Los Angeles Times (two locations)

Los Angeles,

Lattitude/Longitude
34.05329, -118.245009

The Times' editorial, business and administrative departments as well as most pre-press operations are located at a six-building complex in downtown Los Angeles encompassing an entire city block.

The Times offers tours of the Editorial operation, and the state-of-the-art Olympic plant in Los Angeles.

In 1999, the presses were retrofitted to accommodate narrower, 50-inch-wide newsprint. This change reduces the amount of newsprint The Times uses while providing readers with an easy-to-handle page size.

The Olympic Plant

Named after the nearby Olympic Blvd., the Olympic Plant was built at a cost of $230 million and began operating in June 1990.

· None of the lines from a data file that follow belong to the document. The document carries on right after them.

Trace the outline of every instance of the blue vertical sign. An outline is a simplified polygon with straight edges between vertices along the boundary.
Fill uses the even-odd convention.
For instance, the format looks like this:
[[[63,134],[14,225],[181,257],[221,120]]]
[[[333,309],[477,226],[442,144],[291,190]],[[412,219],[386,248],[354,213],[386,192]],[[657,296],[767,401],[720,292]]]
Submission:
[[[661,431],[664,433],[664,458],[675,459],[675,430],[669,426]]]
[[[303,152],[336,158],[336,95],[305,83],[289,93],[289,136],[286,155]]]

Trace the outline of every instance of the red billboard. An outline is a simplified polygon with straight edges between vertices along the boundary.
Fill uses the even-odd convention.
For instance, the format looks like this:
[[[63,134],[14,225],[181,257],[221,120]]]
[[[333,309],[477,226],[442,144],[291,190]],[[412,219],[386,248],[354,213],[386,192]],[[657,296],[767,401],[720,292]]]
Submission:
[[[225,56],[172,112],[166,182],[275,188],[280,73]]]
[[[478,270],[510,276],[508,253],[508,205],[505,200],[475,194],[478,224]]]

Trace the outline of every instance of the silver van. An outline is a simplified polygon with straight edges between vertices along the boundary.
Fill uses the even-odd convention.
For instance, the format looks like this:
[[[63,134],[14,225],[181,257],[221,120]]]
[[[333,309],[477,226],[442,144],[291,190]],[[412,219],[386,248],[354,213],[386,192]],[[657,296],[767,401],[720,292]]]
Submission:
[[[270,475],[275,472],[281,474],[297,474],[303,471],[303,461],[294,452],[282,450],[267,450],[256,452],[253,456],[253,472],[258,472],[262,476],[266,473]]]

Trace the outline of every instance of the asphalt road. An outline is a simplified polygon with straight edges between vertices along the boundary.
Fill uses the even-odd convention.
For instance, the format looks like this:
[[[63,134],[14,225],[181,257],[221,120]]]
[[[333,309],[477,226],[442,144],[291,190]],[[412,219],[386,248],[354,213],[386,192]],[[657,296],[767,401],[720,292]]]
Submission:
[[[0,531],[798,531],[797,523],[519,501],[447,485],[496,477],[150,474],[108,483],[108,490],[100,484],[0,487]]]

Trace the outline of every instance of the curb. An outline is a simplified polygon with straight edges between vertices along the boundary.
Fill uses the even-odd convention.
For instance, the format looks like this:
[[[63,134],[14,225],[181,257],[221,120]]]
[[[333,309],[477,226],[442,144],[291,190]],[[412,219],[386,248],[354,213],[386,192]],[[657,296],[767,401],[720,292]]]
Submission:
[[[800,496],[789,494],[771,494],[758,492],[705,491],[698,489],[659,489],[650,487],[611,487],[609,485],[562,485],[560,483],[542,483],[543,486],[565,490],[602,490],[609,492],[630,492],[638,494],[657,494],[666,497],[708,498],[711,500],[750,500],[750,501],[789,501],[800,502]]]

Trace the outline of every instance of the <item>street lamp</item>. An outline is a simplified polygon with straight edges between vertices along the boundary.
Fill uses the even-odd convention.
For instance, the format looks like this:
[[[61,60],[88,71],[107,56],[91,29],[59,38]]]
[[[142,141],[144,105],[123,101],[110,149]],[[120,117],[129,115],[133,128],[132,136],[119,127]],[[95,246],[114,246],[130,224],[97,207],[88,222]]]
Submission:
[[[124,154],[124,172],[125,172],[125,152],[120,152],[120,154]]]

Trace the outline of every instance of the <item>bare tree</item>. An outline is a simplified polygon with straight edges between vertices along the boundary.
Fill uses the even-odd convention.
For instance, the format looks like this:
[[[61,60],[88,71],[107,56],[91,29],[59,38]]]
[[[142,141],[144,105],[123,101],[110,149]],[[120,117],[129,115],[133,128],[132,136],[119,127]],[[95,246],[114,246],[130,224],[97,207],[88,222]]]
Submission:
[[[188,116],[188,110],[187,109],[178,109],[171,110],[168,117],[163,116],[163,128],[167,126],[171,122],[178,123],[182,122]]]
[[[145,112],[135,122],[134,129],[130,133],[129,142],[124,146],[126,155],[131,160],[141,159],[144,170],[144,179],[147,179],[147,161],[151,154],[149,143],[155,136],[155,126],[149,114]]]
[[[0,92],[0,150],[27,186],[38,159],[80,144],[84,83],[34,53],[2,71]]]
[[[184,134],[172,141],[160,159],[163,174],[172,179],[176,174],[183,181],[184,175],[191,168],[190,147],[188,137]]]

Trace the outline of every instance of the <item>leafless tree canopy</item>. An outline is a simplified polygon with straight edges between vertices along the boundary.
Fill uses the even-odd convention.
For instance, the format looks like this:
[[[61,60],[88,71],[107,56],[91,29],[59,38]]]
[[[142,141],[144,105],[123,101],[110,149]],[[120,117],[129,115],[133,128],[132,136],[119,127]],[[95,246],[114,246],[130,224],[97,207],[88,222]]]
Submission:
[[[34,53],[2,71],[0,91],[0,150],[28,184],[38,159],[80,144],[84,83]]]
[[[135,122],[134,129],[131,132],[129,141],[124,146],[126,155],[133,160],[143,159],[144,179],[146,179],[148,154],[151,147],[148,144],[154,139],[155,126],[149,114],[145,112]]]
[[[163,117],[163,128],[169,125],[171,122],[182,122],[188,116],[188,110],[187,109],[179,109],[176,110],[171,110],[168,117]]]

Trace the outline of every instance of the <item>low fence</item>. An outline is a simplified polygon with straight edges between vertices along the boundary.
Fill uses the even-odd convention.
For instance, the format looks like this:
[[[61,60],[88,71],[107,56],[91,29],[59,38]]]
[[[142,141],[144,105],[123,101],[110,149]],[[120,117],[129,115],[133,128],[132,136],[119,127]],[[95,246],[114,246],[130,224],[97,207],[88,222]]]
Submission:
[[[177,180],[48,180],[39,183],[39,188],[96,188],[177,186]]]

Each of the Olympic plant's six 12-unit Goss Colorliner presses is capable of printing a 96-page newspaper - with 36 pages of full color and four pages of spot color - at speeds of up to 70,000 newspapers per hour.

The 55,700-square-foot pressroom is 530 feet long - nearly twice the length of a regulation football field. It is three stories high - from the reel room, where newsprint is loaded onto the presses, to the operating and catwalk levels. The plant also includes a newsprint storage area with a 30,000-ton newsprint capacity.